Бейбарсову не потребовалось только задумываться относительно того, почему отец заковал её, и он не собирался оставлять девушку здесь – она буквально рухнула на землю, стоило только снять кандалы.
Гроттер сотрясалась от немых рыданий, и когда он притронулся к её плечу, то рванулась к выходу из своей клетки, надеясь на то, что сможет освободиться и оказаться на воле вот так, просто, через несколько мгновений, не оставляя железным цепям бесконечного страха ни единого шанса сковать себя по рукам и ногам.
Бейбарсов, перестав на мгновение контролировать свои же действия, схватил её за горло, прижимая к стене, и глаза Татьяны расшились от ужаса, словно она вспоминала о чём-то.
– Пойдём, - он отпустил её и словно старался больше не прикасаться, чтобы девушка никогда не стала частью его окончательного морального падения. – Я отведу тебя туда, наверх.
Она больше не противилась, но так и не произнесла ни единого слова, словно на самом деле кто-то заставил её всегда молчать и не позволять себе даже переступать через тонкую черту, о которой не хотелось даже и говорить.
Гроттер словно стала неживой, и это было почти логичным, только вот всё это оставалось бесконечно глупым и страшным в некоторых аспектах этого мира, разве что периодами возникали попытки вырваться из бесконечной апатии, но она отчаянно сопротивлялась и этому.
***
Спящей девушка казалась куда более спокойной, но сие было, впрочем, логичным.
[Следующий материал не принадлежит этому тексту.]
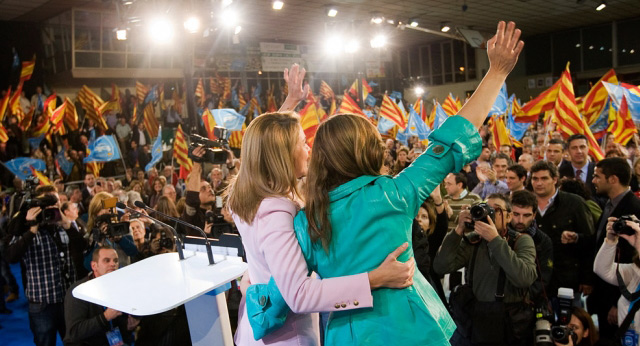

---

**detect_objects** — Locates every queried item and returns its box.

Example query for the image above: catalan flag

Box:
[607,96,638,145]
[20,55,36,83]
[173,125,193,178]
[578,69,618,125]
[552,63,604,161]
[380,94,407,129]
[442,93,460,116]
[338,92,366,117]
[0,85,11,123]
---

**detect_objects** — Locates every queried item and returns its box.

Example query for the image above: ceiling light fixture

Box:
[272,0,284,11]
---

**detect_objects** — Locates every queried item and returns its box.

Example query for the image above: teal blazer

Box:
[294,116,482,345]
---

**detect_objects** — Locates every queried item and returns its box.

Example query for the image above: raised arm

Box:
[458,21,524,128]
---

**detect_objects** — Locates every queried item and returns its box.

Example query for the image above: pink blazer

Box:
[233,197,373,346]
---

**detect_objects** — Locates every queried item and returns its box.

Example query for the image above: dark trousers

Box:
[29,302,65,346]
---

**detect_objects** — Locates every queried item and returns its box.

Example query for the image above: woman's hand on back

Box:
[369,243,416,289]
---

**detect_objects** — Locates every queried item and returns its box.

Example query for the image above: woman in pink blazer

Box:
[227,65,415,345]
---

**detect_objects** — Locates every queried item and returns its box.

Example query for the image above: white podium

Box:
[72,250,247,346]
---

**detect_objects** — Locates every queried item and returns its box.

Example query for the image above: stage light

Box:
[371,12,384,24]
[370,34,387,48]
[344,38,360,54]
[116,29,127,41]
[148,17,175,44]
[184,16,200,34]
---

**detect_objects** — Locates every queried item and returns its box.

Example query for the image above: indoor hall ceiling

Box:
[0,0,640,46]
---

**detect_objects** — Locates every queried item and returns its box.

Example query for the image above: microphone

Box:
[116,202,184,260]
[133,201,216,265]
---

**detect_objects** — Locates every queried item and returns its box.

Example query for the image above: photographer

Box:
[433,194,536,345]
[593,216,640,344]
[6,185,83,346]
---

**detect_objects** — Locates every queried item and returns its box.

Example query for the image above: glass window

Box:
[552,30,581,75]
[524,35,551,75]
[617,19,640,65]
[582,24,612,70]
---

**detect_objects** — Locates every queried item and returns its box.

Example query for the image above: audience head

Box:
[567,134,589,167]
[511,190,538,232]
[506,165,527,192]
[531,161,558,198]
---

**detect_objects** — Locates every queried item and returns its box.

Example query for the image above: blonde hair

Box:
[305,114,386,250]
[224,112,300,224]
[87,191,113,230]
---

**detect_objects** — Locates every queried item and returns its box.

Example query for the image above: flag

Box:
[20,55,36,82]
[142,103,160,138]
[64,97,78,131]
[136,81,149,103]
[4,157,47,180]
[552,63,604,161]
[202,108,217,140]
[84,134,121,163]
[433,102,449,130]
[211,108,246,131]
[487,82,509,117]
[442,93,460,116]
[514,80,561,123]
[489,115,511,149]
[607,96,638,145]
[144,129,162,172]
[320,81,336,100]
[195,78,206,107]
[405,106,431,140]
[300,103,320,147]
[578,69,618,125]
[0,85,11,123]
[29,166,51,185]
[56,148,73,175]
[338,92,366,117]
[380,94,407,129]
[173,125,193,178]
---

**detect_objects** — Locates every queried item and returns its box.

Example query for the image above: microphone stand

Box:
[116,202,184,261]
[134,201,216,265]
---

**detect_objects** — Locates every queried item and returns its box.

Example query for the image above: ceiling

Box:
[0,0,640,46]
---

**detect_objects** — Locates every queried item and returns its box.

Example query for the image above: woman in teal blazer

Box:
[294,22,523,345]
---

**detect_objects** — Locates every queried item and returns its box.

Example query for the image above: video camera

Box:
[464,202,496,244]
[534,287,578,346]
[189,130,229,165]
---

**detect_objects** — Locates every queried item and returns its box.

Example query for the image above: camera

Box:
[534,287,578,346]
[189,131,229,165]
[612,215,639,235]
[464,202,496,244]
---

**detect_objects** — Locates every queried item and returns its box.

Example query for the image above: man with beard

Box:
[587,157,640,340]
[509,190,553,307]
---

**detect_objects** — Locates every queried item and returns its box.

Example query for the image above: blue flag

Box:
[84,135,122,163]
[56,149,73,175]
[433,102,449,130]
[211,108,249,131]
[405,106,431,140]
[4,157,47,180]
[144,127,162,172]
[487,83,508,118]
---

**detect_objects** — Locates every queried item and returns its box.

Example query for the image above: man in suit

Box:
[587,157,640,341]
[558,134,599,202]
[531,161,594,304]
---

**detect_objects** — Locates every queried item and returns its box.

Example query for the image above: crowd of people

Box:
[0,23,640,345]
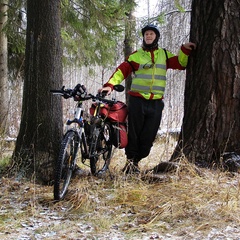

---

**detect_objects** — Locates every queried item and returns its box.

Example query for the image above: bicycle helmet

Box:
[142,24,160,38]
[142,24,160,50]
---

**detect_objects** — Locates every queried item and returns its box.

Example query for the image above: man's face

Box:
[144,30,156,44]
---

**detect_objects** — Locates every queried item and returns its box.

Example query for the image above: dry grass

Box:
[0,136,240,239]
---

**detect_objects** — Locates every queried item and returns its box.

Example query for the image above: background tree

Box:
[0,0,9,136]
[172,0,240,168]
[13,0,62,182]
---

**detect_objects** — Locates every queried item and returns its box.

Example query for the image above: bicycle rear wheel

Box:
[54,131,80,200]
[90,122,112,175]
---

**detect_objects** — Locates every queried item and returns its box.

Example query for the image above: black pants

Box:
[125,96,164,162]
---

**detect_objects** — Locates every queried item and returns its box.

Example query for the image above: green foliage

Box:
[62,0,134,66]
[5,0,136,75]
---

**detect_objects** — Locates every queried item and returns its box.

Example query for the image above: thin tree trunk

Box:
[0,0,9,136]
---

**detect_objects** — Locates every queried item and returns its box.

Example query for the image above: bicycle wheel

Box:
[90,122,112,175]
[54,131,80,200]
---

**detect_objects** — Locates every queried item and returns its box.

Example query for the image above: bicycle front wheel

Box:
[90,122,112,175]
[54,131,80,200]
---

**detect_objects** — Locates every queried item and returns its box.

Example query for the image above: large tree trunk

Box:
[13,0,62,182]
[0,0,9,136]
[172,0,240,165]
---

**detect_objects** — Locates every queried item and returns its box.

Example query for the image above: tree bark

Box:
[13,0,62,183]
[171,0,240,166]
[0,0,9,136]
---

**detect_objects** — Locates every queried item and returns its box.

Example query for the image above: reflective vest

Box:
[128,49,168,99]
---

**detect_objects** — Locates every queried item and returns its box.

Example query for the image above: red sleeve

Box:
[167,56,185,70]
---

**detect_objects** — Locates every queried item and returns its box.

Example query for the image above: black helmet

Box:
[142,24,160,38]
[142,24,160,50]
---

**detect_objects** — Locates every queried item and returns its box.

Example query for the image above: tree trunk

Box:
[0,0,9,136]
[13,0,62,183]
[171,0,240,165]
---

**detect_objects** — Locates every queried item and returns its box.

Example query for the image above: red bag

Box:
[90,101,128,149]
[90,101,128,123]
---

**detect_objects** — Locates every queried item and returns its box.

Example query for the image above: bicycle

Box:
[50,84,124,200]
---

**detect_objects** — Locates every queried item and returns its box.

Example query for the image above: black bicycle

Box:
[50,84,124,200]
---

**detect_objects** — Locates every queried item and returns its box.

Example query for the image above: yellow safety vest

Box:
[128,49,170,99]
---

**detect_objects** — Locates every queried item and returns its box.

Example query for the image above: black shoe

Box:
[122,160,140,174]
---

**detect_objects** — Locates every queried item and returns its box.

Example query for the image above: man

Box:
[99,24,196,173]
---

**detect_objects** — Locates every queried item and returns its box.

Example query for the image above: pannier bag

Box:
[90,101,128,123]
[90,101,128,148]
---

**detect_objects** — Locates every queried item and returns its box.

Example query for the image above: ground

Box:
[0,140,240,240]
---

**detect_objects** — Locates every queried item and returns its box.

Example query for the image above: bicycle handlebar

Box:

На чёрных атласных простынях, до жути пафосных, по мнению Глеба, уже после ванной, она казалась слишком бледной, но всё равно оставалась в константинированном контрасте со всем, что только происходило вокруг, и только можно было заметить дыхание, которое сбивалось в те мгновения, когда ей снились отвратительные кошмары, о которых даже говорить не хотелось.